U.S. Rep. Jeff Miller, R-Fla., chairman of the House Veterans Affairs Committee, agreed with Nelson that getting the information out to the public was a good step. His committee has been seeking the identity of where the delays occurred since last September.
“These heartbreaking findings are just the first step VA must take in rebuilding the trust of the veterans and family members affected by these tragic delays in care,” said Miller. “In addition to swiftly putting in place reforms to ensure this never happens again, it is incumbent upon VA to reveal precisely when these deaths and injuries occurred and whether any VA employees who may have allowed veterans to fall through the cracks have been held accountable. Unfortunately, we haven’t seen any evidence so far indicating that preventable deaths at VA facilities result in serious discipline for the employees responsible.“
Before the VA could begin any disciplinary action, it first had to determine the problem and find a solution, said Carolyn Clancy, the VA’s assistant deputy undersecretary for health, patient safety, quality, and value.

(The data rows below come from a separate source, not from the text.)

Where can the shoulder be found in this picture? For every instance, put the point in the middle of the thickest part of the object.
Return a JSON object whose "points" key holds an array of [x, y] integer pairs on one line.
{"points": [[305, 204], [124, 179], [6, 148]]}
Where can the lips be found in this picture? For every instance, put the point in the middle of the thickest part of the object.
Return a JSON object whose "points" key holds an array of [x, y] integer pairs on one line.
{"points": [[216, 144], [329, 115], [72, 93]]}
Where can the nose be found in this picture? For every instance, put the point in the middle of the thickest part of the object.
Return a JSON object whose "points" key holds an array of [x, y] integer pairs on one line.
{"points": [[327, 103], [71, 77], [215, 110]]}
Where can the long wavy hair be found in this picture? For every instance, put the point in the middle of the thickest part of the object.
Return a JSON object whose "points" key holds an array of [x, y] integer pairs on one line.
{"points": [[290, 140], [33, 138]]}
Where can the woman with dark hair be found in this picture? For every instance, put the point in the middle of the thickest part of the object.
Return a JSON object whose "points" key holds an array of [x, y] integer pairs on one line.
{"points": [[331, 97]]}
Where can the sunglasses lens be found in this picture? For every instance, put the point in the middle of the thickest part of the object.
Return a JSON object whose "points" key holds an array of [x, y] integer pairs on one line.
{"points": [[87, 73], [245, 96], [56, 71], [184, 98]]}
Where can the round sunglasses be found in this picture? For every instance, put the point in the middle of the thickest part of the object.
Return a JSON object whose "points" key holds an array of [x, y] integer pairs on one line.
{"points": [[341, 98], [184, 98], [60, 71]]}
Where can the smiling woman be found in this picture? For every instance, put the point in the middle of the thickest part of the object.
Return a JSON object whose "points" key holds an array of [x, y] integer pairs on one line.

“Now we can review whether any disciplinary action is warranted,” Clancy said.
Miller seemed skeptical.
“If you look at recent VA preventable deaths linked to mismanagement – in Pittsburgh, Atlanta, Columbia, S.C., Augusta, Ga., and Memphis, Tenn. – VA executives who presided over negligence are more likely to have received a bonus or glowing performance review than any sort of punishment,” he said. “What’s worse, department officials have repeatedly pointed to nondisciplinary actions such as employee retirements and transfers or bureaucratic slaps on the wrist, such as temporary written warnings, in a disingenuous attempt to create the appearance of accountability. Such semantic sleights of hand are insulting to the families of those who died, veterans seeking care at VA as well as the taxpayers who fund the department’s operations. Until department leaders take steps to ensure VA employees and executives are adequately punished rather than rewarded for mistakes, it is simply illogical to think the many problems plaguing VA will subside.”
Miller’s committee will hold a hearing on the matter Wednesday.